У него молодой, но бесцветный и неинтересный голос. Что-то мало он похож на свежеиспеченного домовладельца. Не хватает горячности. Хотя, возможно, он виртуоз телефонных переговоров. Я мну шнур серо-розового телефона от В&О.

— И что конкретно вы хотите, чтобы я сделал?

— Для начала, — говорит голос, — я хотел бы, чтобы вы взглянули на дом. И наметили мне ориентиры.

С неясным чувством, что я слышал такое раньше, я начинаю рисовать себе «шикарный» новодел на Холменколлене. Или дорогущую послевоенную виллу в Аскере. Или гигантский коттедж бункерного типа в Хьелсосе.

— Расскажите, пожалуйста, подробнее, что это за дом, — прошу я.

— Понятно, — откликается он. —Том Эрик велел не забыть сказать вам, что дом построен Арне Корсму. Это вам что-то говорит?

Первая моя мысль: я ещё сплю. Арне Корсму— и дружбан, а скорее всего, подельник хозяина, этого, прости господи, незабвенного бабоукладчика Тома Эрика Сандосена, моего, во-первых, самого нудного и в конечном счёте — когда он увидел, как пружинит кровать и убедился, что в придиванный винный шкафчик помещается бутылка «Дом-Периньона», — самого благодарного заказчика. Вот ведь как бывает. Тут я понимаю, что проснулся окончательно и что человек в телефоне ждёт ответа.

— Имя Арне Корсму мне знакомо.

Ещё бы! Не я ли прятался по кустам, чтобы хоть издали полюбоваться на его творения. Не может быть, чтобы одно из них само шло в руки.

— Круто, — крякает от удовольствия телефонный собеседник. — Пожалуй, надо увидеться?

— Сейчас?

Я морщусь от досады: спокойнее! Не надо выставлять своё рвение.

— А почему бы и нет?

— В принципе можно, — говорю я. — Диктуйте адрес дома.

— Нет, сразу в дом мы не поедем.

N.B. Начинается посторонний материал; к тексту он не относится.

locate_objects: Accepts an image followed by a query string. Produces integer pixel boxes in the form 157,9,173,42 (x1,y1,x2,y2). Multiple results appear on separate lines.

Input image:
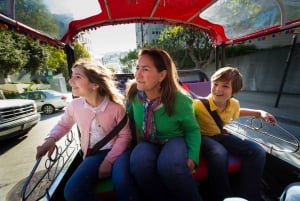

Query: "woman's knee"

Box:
129,143,157,173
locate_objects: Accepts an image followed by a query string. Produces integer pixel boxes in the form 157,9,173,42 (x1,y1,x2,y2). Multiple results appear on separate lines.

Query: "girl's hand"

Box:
98,160,112,179
35,137,55,159
260,111,277,124
187,159,196,173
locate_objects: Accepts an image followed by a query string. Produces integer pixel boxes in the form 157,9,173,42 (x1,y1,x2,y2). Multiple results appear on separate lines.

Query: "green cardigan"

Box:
128,91,201,165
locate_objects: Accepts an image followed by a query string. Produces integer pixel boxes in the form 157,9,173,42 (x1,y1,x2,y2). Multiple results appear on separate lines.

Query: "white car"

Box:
17,90,70,114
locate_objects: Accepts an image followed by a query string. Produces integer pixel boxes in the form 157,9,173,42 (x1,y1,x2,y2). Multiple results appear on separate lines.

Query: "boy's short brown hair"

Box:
211,66,243,95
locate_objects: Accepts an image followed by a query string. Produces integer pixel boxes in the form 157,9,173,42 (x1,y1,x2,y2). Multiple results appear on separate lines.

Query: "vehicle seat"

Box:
94,155,241,200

Надо сперва поговорить. Как насчёт ланча в двенадцать тридцать в «Липпе»?

Времени одиннадцать пятнадцать. Я всё отлично успеваю.

— Как я вас узнаю?

— Я похож на героя Ибсена, — отвечает он.

Терпеть не могу игры в литературные ассоциации:

— Какого именно?

— Хорошо одетый господин.

Странная манера шутить.

— Значит, нас там будет двое таких, — парирую я не очень уверенно. — И мы без труда узнаем друг дружку.

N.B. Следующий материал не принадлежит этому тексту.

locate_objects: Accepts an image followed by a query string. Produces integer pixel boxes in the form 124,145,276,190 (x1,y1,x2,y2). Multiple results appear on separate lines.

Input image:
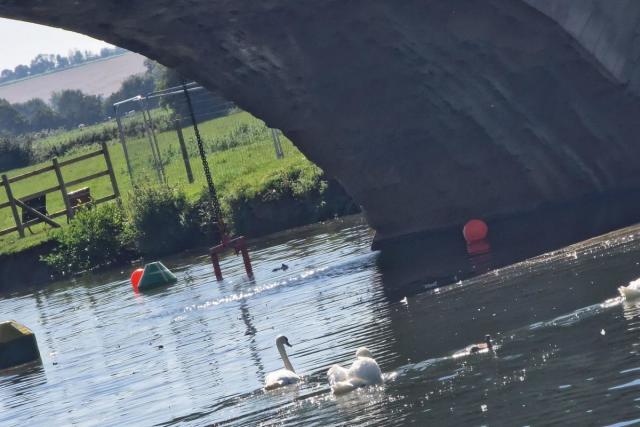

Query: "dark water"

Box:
0,219,640,426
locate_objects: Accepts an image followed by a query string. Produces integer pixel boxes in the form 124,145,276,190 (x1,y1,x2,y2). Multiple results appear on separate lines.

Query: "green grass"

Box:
0,112,319,254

— Шучу! Я видел вашу фотку в журнале.

О том, что я спал лишь пять часов, забыто напрочь. Я принимаю душ, бреюсь, делаю маникюр и окропляю себя несколькими каплями Kenzo Homme. Звонивший может оказаться голубым, надо предусмотреть и это. Потом я меняю свою точку зрения: он не может не оказаться голубым. И холостым. И свински богатым.

Какая там погода? Я вдруг понимаю, что уже пару дней не был на улице. День серый, но сухой — и на том спасибо. Снег почти стаял. Я останавливаю свой выбор на ботинках Prada, чёрном костюме моего любимого Ermenegildo Zegna и угольно-серой рубашке. Пиджак на трёх пуговицах. Хотя носят на четырёх. Когда я был в Барселоне в ноябре, на всех были четыре пуговицы. У меня самого море таких пиджаков, но почему-то они мне не по душе. Вообще непреложность модных тенденций в одежде вызывает у меня подозрения. Сегодняшний стиль мне нравится, но меня не оставляет чувство, что дело делается так: VIP-персоны модного бизнеса где-то тайком собираются, рассматривают графики продаж и сообща решают: тот пиджак, что я купил год назад, в этом надевать неприлично. Поневоле станешь мнительным.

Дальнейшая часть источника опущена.